Tuesday, July 01, 2014

Recent Listening: John Surman

John Surman is a player I have been meaning to check out for a while now. I’m not only interested in his soprano work but also the fact that his music crosses from the jazz realm into the “what do you call this?” abyss.

The Spaces In Between (ECM) – Surman (soprano/baritone sax, bass clarinet) and Chris Laurence (bass) joined by the string quartet of Patrick Kiernan, Rita Manning (violin) Bill Hawkes (viola) and Nick Cooper (cello). Very melodic playing at times blurs the line between improvisations and composed material. Overall the feel is unhurried, melodic and somewhat introspective. There’s almost a suite-like feel to the album with the pieces flowing together well – just as I felt it was getting a bit bogged down things picked up again. It was fun trying to pick which instrument Surman would play on each track as I listened to the introductions. Recorded in 2006 at the St. Gerold monastery in Austria, which I believe is where the Bley/Phillips/Parker album Sankt Gerold was recorded (also on ECM).

In The Evenings Out There (ECM) This one is usually listed under the leadership of pianist Paul Bley but the other musicians – John Surman (baritone/bass clarinet) Gary Peacock (b) and Tony Oxley (d) – share credit on the album spine.
The album mixes things up over the 12 tracks with solo (4 by Bley, 2 by Peacock, 1 by Surman on Baritone), duo (Peacock/Oxley, Bley/Peacock, Oxley/Bley) and 2 quartet performances (Surman on baritone and bass clarinet). The recording has a very open feel, there’s plenty of space for the musicians to play, listen and react – free and melodic. As usual when I hear Bley I wonder why I don’t listen to more from him. It would have been nice to hear a bit more from Surman. Apparently the pieces here were recorded at the session in 1991 that resulted in Adventure Playground that was released under Surman’s name – I’ll have to check that.

Fragments (ECM) 
Another from Bley, is time with Bill Frisell (g) and Paul Motian (d) joining Surman (4 tracks on Bass Clarinet 2 each on Baritone and soprano and sits one track out). Of the nine tracks, there were a few that I had heard before (Frisell’s “Monica Jane” Carla Bley’s “Seven” and “Closer” and Annette Peacock’s “Nothing Ever Was, Anyway”). Quite a mellow set with Surman’s “Line Down” being the odd-one-out, but it does provide some contrast. Strong individual voices yet the quartet come together and work well.
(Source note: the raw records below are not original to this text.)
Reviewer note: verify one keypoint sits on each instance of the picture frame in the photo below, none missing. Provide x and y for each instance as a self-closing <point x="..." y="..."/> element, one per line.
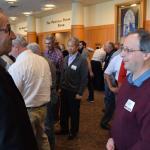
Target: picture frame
<point x="129" y="17"/>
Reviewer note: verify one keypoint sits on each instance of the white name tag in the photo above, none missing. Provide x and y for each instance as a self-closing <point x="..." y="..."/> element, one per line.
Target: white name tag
<point x="73" y="67"/>
<point x="129" y="105"/>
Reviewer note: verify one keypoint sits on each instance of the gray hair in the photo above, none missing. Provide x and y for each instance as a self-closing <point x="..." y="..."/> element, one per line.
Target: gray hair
<point x="34" y="47"/>
<point x="74" y="40"/>
<point x="144" y="40"/>
<point x="50" y="37"/>
<point x="20" y="41"/>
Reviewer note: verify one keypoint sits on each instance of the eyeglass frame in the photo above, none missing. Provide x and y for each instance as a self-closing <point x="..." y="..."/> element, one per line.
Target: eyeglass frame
<point x="7" y="30"/>
<point x="128" y="50"/>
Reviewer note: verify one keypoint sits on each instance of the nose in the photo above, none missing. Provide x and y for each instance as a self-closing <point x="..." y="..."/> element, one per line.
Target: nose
<point x="122" y="54"/>
<point x="12" y="35"/>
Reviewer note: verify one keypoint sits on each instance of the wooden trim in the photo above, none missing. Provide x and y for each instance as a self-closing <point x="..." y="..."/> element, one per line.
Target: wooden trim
<point x="98" y="27"/>
<point x="99" y="34"/>
<point x="56" y="31"/>
<point x="77" y="31"/>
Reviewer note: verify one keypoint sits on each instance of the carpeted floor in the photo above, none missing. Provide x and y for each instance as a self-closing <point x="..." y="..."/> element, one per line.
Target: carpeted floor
<point x="91" y="136"/>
The Biography of Rev. Absalom Dawe (ECM 1994)
This is the first solo album I’ve heard from Surman – he has recorded a few dating back to the late 1970s. The horns (baritone & soprano sax, bass clarinet, some alto clarinet too) get a pretty even spread across the album. Most of the tracks utilize some form multi-tracking with Surman accompanying himself on one or more horns or synth, although there is space for unaccompanied playing. Overall this one didn’t grab me as much as the discs with Bley, but there was still plenty to like (I could take or leave the synth parts). I feel like I’ll warm up to it – the second listen was better than the first. ”The Far Corner’s” did give me a chance to hear his soprano tone on its lonesome (aside from the ever-present ECM reverb).

Under the leadership of Tunisian oud player Anouar Brahem comes Thimar (ECM, 1997) with John Surman (soprano sax/bass clarinet) and Dave Holland (bass).
The album has an unhurried feel to it. The occasional (and very subtle) vocal from Brahem (on “Qurb” for example) adds a little extra of color to the fairly stripped-back feel of the album. Surman divides his time pretty evenly between two horns – four on bass clarinet and five of soprano (including an unaccompanied feature on “Wagt”) and he sits two tunes out. It would have been nice to hear him play some baritone too. At times his soprano summons an “eastern flavor” – not surprising considering the material. There is one composition each from Holland and Surman – the remaining nine are from Brahem.

Surman gets a rich tone on both baritone and bass clarinet and there’s a buzz to his soprano tone that I enjoy. He’s a melodic player with a sense on drama. Not someone I hear mentioned all too often but well worth checking out. I’m looking forward to exploring some more – perhaps some of his earlier work and the other session with Bley/Oxley/Peacock.